On the flip side, there is Bugs. She never quite learned to keep her claws in, so I'm always getting scratched by her. I try to turn her body so that her feet are pointing away from me, but she is pretty insistent on being nose-to-nose with me. She wants to bury herself in my side and curl up on my lap. And she "makes biscuits" all the while. I get real tired of her claws. She ruins every piece of clothing I put on!

Trimming her claws is quite difficult. She never got into the grooming habit with her claws.
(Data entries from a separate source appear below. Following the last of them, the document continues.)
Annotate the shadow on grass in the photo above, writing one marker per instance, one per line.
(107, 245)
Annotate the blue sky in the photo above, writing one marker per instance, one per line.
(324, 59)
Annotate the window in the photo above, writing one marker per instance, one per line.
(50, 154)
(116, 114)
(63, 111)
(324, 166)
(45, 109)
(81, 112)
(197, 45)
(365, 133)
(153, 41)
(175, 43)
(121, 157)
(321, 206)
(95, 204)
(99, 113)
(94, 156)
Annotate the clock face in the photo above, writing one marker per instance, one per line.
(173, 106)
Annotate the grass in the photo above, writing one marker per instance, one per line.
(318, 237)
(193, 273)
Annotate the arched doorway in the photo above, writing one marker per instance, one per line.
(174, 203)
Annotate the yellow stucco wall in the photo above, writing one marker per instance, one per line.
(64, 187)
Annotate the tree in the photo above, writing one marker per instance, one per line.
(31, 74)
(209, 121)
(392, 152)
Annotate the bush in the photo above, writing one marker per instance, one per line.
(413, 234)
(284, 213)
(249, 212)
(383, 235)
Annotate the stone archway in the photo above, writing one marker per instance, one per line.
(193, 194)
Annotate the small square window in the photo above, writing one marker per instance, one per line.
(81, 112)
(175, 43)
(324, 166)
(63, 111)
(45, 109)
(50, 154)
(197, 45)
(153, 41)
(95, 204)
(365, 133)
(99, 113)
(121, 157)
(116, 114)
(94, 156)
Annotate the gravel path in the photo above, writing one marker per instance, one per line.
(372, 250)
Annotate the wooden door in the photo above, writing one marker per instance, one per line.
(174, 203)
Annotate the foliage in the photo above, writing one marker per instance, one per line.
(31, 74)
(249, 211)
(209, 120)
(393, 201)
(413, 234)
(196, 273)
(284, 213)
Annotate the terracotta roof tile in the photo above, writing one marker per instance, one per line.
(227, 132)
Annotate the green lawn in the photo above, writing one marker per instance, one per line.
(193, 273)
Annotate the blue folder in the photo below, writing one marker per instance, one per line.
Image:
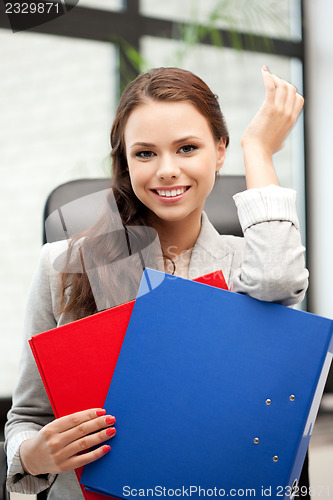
(215, 394)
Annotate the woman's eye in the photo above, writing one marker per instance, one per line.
(145, 154)
(189, 148)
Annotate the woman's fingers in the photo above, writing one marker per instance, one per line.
(82, 430)
(75, 419)
(269, 85)
(80, 460)
(89, 441)
(283, 96)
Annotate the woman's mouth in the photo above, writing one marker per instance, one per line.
(171, 193)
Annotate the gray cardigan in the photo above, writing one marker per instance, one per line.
(267, 263)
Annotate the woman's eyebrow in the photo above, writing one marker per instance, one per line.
(187, 138)
(144, 144)
(177, 141)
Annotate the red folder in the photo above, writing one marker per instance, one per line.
(76, 361)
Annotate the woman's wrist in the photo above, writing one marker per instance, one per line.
(24, 459)
(259, 168)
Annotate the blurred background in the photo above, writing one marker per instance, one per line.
(59, 87)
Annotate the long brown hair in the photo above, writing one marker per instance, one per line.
(159, 84)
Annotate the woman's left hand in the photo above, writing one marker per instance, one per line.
(276, 116)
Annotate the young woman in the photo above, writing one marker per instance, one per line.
(168, 140)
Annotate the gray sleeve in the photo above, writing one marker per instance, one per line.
(31, 409)
(273, 268)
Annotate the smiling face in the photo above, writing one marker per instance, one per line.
(172, 158)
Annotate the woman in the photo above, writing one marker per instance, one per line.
(168, 140)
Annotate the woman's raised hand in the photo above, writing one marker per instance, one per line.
(276, 116)
(267, 131)
(65, 443)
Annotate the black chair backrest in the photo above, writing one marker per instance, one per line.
(219, 206)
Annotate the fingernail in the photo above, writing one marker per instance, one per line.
(111, 431)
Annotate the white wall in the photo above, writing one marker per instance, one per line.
(319, 107)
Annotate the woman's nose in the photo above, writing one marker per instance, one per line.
(168, 168)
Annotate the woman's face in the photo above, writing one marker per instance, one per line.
(172, 158)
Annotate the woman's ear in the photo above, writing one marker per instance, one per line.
(221, 151)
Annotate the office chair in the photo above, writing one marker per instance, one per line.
(219, 207)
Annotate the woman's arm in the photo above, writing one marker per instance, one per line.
(267, 131)
(273, 266)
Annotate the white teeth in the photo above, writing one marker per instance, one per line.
(173, 192)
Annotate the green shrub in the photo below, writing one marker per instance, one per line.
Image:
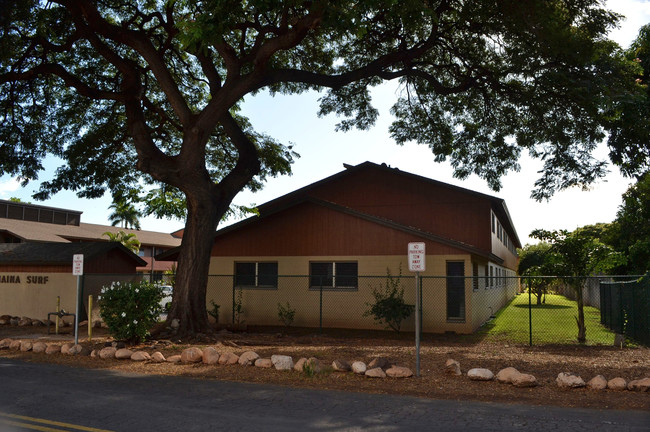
(286, 314)
(130, 309)
(389, 307)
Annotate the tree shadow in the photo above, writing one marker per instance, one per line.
(543, 306)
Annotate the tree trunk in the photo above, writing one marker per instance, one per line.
(189, 301)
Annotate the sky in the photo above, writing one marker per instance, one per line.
(293, 120)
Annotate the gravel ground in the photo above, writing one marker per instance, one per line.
(544, 362)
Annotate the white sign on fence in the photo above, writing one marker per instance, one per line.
(416, 253)
(78, 265)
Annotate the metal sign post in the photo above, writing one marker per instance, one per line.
(77, 270)
(416, 255)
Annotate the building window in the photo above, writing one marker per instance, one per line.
(256, 274)
(476, 278)
(333, 275)
(455, 290)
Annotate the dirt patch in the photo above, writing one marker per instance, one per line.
(543, 362)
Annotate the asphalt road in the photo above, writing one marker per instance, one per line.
(54, 398)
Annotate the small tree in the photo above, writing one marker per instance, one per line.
(286, 314)
(130, 309)
(573, 256)
(533, 264)
(389, 307)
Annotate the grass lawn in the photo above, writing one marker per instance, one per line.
(553, 322)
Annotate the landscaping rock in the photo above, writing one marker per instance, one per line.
(107, 352)
(282, 362)
(399, 372)
(524, 380)
(598, 382)
(52, 349)
(158, 357)
(192, 355)
(341, 366)
(79, 350)
(210, 356)
(569, 380)
(507, 375)
(299, 364)
(140, 356)
(26, 346)
(65, 348)
(39, 347)
(123, 354)
(642, 385)
(248, 358)
(375, 373)
(617, 384)
(264, 363)
(381, 362)
(452, 367)
(480, 374)
(228, 358)
(359, 367)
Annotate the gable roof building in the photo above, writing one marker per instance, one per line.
(359, 223)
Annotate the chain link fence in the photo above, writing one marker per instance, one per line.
(536, 310)
(625, 308)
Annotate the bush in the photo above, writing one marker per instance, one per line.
(389, 307)
(286, 314)
(130, 309)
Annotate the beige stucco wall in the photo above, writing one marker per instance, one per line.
(343, 308)
(35, 295)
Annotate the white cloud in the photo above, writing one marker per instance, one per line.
(637, 14)
(7, 187)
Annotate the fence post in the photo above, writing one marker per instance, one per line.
(530, 317)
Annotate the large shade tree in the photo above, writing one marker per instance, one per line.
(145, 91)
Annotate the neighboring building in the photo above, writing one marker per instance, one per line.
(33, 275)
(26, 223)
(357, 223)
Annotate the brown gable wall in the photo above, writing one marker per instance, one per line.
(312, 230)
(444, 211)
(114, 261)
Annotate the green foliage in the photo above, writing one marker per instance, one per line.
(573, 256)
(389, 307)
(286, 314)
(130, 240)
(631, 229)
(214, 312)
(533, 264)
(130, 309)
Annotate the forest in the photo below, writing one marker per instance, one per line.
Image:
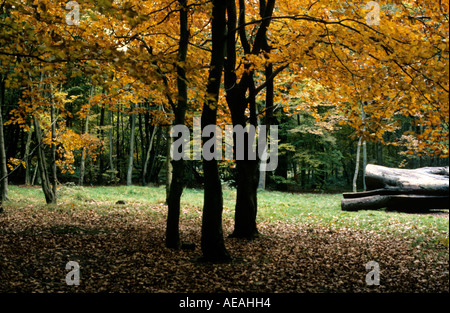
(90, 92)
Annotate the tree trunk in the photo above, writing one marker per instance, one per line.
(246, 200)
(131, 153)
(3, 161)
(355, 176)
(147, 157)
(111, 146)
(178, 180)
(54, 178)
(83, 154)
(50, 196)
(212, 241)
(28, 157)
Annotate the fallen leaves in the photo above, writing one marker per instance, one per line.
(122, 250)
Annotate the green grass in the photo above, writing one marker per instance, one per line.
(312, 210)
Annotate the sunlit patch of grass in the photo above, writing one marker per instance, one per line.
(314, 210)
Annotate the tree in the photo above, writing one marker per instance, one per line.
(212, 242)
(3, 168)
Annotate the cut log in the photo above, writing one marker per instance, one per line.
(404, 203)
(403, 190)
(432, 179)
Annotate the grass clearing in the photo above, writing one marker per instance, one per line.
(307, 245)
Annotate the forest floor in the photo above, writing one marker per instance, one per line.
(307, 244)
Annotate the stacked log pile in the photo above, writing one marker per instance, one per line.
(406, 190)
She allows brushing and combing, to remove mats, loose hair and fleas; but not claw-clipping. I can get one, maybe two claws at each sitting. The dew claws are the worst, and longest of her claws.She is a candidate for declawing if ever there was one! She ruins carpets and furniture daily.

So, having the experience of both types of cats, and having declawed a cat myself in the past, I know what to look for.

Make your decision carefully. Consider all other options, first. If you MUST declaw your cat, consider my information. Work with your cat to adjust. Don't hit or discipline your cat for biting. Instead, try to figure out what she or he is trying to tell you.

Talk to myself, or Jackson Galaxy, if you have questions.